Later that month, Dutch conductor Jaap van Zweden—who was recently named Alan Gilbert’s successor at the New York Philharmonic—returns to Symphony Center alongside soprano Christiane Karg and baritone Michael Nagy, both of whom are making their CSO debut in Brahms’ German Requiem.

The Budapest Festival Orchestra touches down in Chicago with an all-Beethoven program on February 8, led by its intrepid music director Iván Fischer.
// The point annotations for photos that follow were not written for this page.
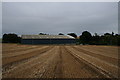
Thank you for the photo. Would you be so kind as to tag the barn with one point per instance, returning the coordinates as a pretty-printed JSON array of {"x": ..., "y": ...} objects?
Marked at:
[{"x": 47, "y": 39}]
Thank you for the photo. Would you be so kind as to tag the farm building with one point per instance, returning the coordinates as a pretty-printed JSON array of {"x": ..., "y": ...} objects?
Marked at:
[{"x": 47, "y": 39}]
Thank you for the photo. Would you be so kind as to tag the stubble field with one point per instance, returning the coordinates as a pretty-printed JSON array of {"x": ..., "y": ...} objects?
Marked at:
[{"x": 59, "y": 61}]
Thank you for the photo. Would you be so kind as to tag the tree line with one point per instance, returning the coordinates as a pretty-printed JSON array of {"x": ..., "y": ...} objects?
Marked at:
[{"x": 86, "y": 38}]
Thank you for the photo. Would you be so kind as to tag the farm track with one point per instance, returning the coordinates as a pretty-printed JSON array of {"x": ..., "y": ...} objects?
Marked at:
[{"x": 57, "y": 62}]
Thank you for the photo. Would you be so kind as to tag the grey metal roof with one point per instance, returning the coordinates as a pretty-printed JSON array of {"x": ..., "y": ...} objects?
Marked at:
[{"x": 47, "y": 37}]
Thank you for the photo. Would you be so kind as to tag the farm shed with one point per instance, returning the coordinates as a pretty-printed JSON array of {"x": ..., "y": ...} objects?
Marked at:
[{"x": 47, "y": 39}]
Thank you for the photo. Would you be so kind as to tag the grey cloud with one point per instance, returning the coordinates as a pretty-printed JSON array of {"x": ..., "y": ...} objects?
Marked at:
[{"x": 32, "y": 18}]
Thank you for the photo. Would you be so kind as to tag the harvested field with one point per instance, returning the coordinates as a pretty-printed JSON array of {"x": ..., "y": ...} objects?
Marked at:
[{"x": 59, "y": 61}]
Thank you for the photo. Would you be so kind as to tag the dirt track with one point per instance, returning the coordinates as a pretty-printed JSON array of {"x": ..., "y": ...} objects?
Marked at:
[{"x": 51, "y": 61}]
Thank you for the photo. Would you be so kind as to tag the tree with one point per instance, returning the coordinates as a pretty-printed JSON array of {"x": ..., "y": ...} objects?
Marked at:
[
  {"x": 73, "y": 35},
  {"x": 86, "y": 37}
]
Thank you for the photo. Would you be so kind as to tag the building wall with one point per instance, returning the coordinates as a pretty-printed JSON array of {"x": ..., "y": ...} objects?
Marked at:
[{"x": 48, "y": 41}]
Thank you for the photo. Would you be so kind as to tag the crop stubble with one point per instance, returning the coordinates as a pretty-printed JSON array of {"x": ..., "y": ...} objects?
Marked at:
[{"x": 62, "y": 61}]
Over the past year, Fischer has made headlines as much for his political dissidence as for his insightful music-making; last summer, he famously used the podium as a soapbox to speak out against Hungarian Prime Minister Viktor Orbán’s xenophobic policies toward Syrian refugees.

Finnish conductor-composer Esa-Pekka Salonen will lead a mini-residency in March, including nods to American composer John Adams—who will have celebrated his 70th birthday the month prior—and the premiere of his own cello concerto, as played by CSO Judson and Joyce Green Creative Consultant Yo-Yo Ma. (As it happens, Salonen and Ma will meet on stage this month for Shostakovich’s Cello Concerto No. 1.) Later that month, a CSO commission by Adams’ son and Mead Composer-in-Residence Samuel Adams will receive its premiere under Muti.

The highlight of next season’s Piano Series is undoubtedly Marc-André Hamelin and Leif Ove Andsnes’s dual appearance in a two-piano recital. Stravinsky’s Concerto for Two Pianos and arrangement of The Rite of Spring anchor the program.

Conductor Susanna Mälkki makes a welcome return to Symphony Center at the tail end of the season, featuring both solo saxophonist Branford Marsalis and Melinda Wagner’s CSO commission Proceed, Moon. As if the intriguing program wasn’t enough, this female critic is excited and heartened to see women both on the podium and in the program. June 15–17 couldn’t come sooner.